Whether it’s a bumper-to-bumper ride cross-town or an all-out trip cross-country, here’s how to put the breaks on “Are we there yet?” whining and make sure getting there is half the fun.

Rules of the road trip
Set clear expectations from the get-go. Lay down the law with gentle reminders to use their indoor voices, to keep their hands to themselves, and to put garbage—AKA “carbage”—in a bag instead of trashing your ride. Establishing boundaries before you begin your journey should help nip bad behavior in the bud.

There’s an app for that
Electronics are great when you want a little break from all the US time. But limit digital distractions. Too much of a good thing will make you lose out on another good thing—spending time with your family. From educational to flat-out family fun, there’s an app for that.

  • Ansel and Clair: Little Green Island ($1.99) This award-winning app empowers kids to care for the environment while they’re out in the world exploring it.
  • Stack the States ($.99) Capitals, abbreviations, bordering states, flags, and nicknames. Learn all about the state you’re in—and the other 49.
  • News-O-Matic (FREE): Stay current with current events with this kid-friendly daily news source.

Google map treasure
Print out a Google map of the journey for each child and use a highlighter to outline the route you’ll be taking so kids can follow along. Place a star next to choice locations to upgrade to a treasure map, and issue rewards (games, snacks, cash) when you reach those spots.

Ear buds
Indeed, when you’re hoping for a little quiet time headphones are your friends. But instead of letting kids blast The Biebs, have them listen to a book, tune in to an interesting podcast, or brush up on a language they’re learning in school.

Picture that
Buy a handful of disposable cameras and let your children take photos of each day’s adventures. They can create a scrapbook of the journey when you return home from your trip.

The write stuff
And though those pictures may be worth a thousand words, encourage your children to write about the day’s events, concentrating on the sounds and smells that stimulated their senses.

Turn to the classics
Hey, they don’t call them classics for nothing. These car activities have withstood the test of time.

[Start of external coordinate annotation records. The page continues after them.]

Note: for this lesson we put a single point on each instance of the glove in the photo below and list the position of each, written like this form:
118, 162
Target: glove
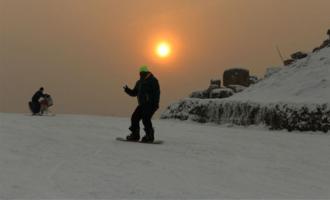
126, 89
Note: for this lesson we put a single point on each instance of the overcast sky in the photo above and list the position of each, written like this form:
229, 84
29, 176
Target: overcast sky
84, 51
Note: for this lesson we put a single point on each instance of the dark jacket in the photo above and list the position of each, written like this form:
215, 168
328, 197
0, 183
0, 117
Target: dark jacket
37, 96
147, 91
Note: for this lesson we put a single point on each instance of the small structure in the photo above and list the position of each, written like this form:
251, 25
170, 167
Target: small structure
236, 76
288, 62
326, 43
221, 93
271, 70
298, 55
216, 82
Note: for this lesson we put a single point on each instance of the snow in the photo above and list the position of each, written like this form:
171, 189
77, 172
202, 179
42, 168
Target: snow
77, 157
305, 81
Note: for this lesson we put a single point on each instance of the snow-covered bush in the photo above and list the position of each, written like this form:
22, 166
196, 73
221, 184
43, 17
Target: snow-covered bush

  • I Spy “I spy with my little eye, something that is ________.” Plug in a clue about the object and let the game begin.
  • The whole family can sing 100 Bottles of Milk on the Wall to practice counting backwards. (Change it to Beer if your kids are age-appropriate.)

Make it up as you go along
Take in Mother Nature’s natural wonders or those you, Mother, cook up. Joanne Moskow and her husband play “School of Rock” with their kids by scanning classic rock radio stations, and stopping on hits like Queen’s "Bohemian Rhapsody." “We crank it, point out the artist, when the song was popular, and the genre, like disco, rock, punk, etc.”

If all else fails, head for the hills
“When we’re really at wit’s end, we find hills for the kids to run up and roll down,” says Moskow. “They have a ball, while, little do they know, we're really trying to tire them out.”